JP Radar Kediri - Polisi hingga Pertamina akhirnya buka suara soal video viral yang membuat heboh publik. Bagaimana tidak, video tersebut mengklaim bahwa kendaraan dengan pajak mati dilarang mengisi bahan bakar minyak (BBM) di SPBU Pertamina.
Dalam video tersebut terlihat antrean motor di sebuah SPBU. Terlihat pula sejumlah polisi yang berjaga dan berjalan di sekitar SPBU.
Sedangkan narasi video tersebut menyebutkan bahwa kendaraan yang belum bayar pajak atau tidak memiliki surat-surat lengkap tidak dilayani.
Tak hanya itu, narasi video itu juga menyebutkan pembatasan jangka waktu pengisian BBM. Untuk mobil jangka waktu pengisian BBM tujuh hari, sedangkan motor empat hari.
Tanggapan Polisi
Menanggapi hal ini pihak Kepolisian menyampaikan klarifikasi melalui akun resmi Humas Polda Jatim. Postingan itu menjelaskan bahwa video tersebut tidak benar alias hoaks.
Kepolisian pun mengimbau masyarakat berhati-hati dalam menerima atau menyebarkan informasi tidak benar.
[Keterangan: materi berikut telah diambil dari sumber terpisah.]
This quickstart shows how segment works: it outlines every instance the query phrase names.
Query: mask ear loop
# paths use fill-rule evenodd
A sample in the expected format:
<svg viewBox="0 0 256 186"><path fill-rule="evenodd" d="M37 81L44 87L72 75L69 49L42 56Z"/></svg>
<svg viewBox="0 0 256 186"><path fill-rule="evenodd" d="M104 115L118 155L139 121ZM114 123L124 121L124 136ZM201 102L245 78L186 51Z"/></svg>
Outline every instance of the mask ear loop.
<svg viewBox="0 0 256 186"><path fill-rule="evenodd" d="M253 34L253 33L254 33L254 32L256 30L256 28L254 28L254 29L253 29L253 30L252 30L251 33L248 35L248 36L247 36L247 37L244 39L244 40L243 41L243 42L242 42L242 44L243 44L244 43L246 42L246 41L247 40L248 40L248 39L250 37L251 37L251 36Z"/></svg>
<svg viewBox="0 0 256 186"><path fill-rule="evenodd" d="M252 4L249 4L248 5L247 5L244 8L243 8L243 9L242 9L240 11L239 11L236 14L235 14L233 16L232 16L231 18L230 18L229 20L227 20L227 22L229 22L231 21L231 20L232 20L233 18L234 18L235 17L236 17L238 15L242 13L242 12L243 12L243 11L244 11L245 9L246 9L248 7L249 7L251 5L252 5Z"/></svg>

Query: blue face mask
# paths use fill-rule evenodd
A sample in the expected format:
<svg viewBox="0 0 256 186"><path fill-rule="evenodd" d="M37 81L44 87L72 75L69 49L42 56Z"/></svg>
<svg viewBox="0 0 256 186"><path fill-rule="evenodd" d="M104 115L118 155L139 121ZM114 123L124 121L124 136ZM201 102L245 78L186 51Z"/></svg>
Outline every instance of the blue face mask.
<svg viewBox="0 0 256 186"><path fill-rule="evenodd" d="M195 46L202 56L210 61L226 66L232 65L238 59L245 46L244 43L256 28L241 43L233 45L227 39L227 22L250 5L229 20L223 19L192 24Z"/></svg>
"Dua hari yang lalu saya sempat (lihat), ', itu hoaks, hoaks itu ya," kata
Wakapolda Metro Jaya, Brigjen Dekananto di Polsubsektor Juanda, Jakarta Pusat, Jumat (26/9/2025) menegaskan video viral dengan narasi motor yang mati pajak tidak boleh mengisi BBM merupakan hoak.
Dekananto menjelaskan pihaknya memahami kondisi masyarakat yang telat membayar pajak.
Karena menyadari hal itu, dalam situasi kondisi sulit yang dialami masyarakat, pihaknya menegaskan bahwa video tersebut tidaklah benar.
Tanggapan Pertamina
Senada dengan penjelasan polisi, Pertamina Patra Niaga menegaskan bahwa informasi tersebut adalah palsu.
Penyaluran BBM, termasuk BBM subsidi, tetap berjalan sesuai aturan pemerintah untuk memastikan tepat sasaran dan transparansi.